Book Preface
Spiritual seekers through the years, centuries, millennia, have sought innumerable ways to connect with the divine. Burnt offerings, self-flagellation, extended isolation, mutilation, fasting, sexual abstinence, sexual promiscuity, the intense moral and ethical training known in ancient Greece as askēsis – these and many more approaches to the realm beyond the mundane have had their day.
But through all the ages in which methods of contacting and interacting with the spiritual domain emerged and faded, one approach persisted: the ingestion of substances that alter and expand consciousness. One of the earliest, perhaps the earliest, was cannabis.
Yet the personalized, individualized use of cannabis as an entheogen (a substance that “awakens the divine from within”) fell into dispute and disrepute, especially in Western societies, as a result of culture wars that led to the pre-eminence of mediated connectivity with divinity through the allowable (indeed, mandated) sacraments of Catholicism and the disallowance (indeed, proscription) of older alternatives.

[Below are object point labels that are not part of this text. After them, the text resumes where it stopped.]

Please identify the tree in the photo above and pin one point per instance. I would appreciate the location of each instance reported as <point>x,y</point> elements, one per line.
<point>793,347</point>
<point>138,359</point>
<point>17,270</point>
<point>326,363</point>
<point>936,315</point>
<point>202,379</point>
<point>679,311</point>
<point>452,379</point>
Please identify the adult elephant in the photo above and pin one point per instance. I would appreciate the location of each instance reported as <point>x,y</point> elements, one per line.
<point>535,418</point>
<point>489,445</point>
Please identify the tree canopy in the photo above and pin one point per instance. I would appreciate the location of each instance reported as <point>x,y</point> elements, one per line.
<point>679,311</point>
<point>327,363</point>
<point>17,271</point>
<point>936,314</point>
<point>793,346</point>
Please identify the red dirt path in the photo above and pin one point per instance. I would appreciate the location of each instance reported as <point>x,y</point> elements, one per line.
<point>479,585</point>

Now, 500 years after Martin Luther’s Ninety-five Theses produced the first sizable chink in the previously impregnable armor of a strict, hierarchical method of connecting the human with the external divine, the pendulum is swinging (although by no means entirely smoothly) back toward the notion of an internal divine, reachable once again by time-tested and time-honored practices such as cannabis use. This is a somewhat ironic fulfillment of modern Catholic philosopher/scientist Pierre Teilhard de Chardin’s assertion that “man only progresses by slowly elaborating from age to age the essence and the totality of a universe deposited within him.”
In the pages that follow, readers will encounter or re-encounter cannabis as a mediator of the “universe deposited within,” both historically and on a personal, contemporary basis. Contributors to this volume have thought long and hard about the sacred and the secular, the mundane and the metaphysical, the prosaic and the profound, as all these states relate to humanity’s longstanding cannabis use. Sometimes analytical, sometimes celebratory, sometimes reflective, always thoughtful, these essays invite readers to a deeper appreciation not only of cannabis itself but also of the context in which this plant and human beings coexist and intertwine. The connection is a deep-rooted and abiding one, a communion quite different from that known in Christianity, its focus more on inner discovery than on outreach toward an external manifestation of a higher power. And yet cannabis mediated spirituality, as explored herein One Toke To God, bears no inherent ill will toward the centralized religious systems that have long marginalized and suppressed it – for reasons based as much in politics as in faith. Readers will discover that when properly understood, entheogenic cannabis use is simply a different way of confirming another of Teilhard’s penetrating observations: “We are not human beings having a spiritual experience. We are spiritual beings having a human experience.”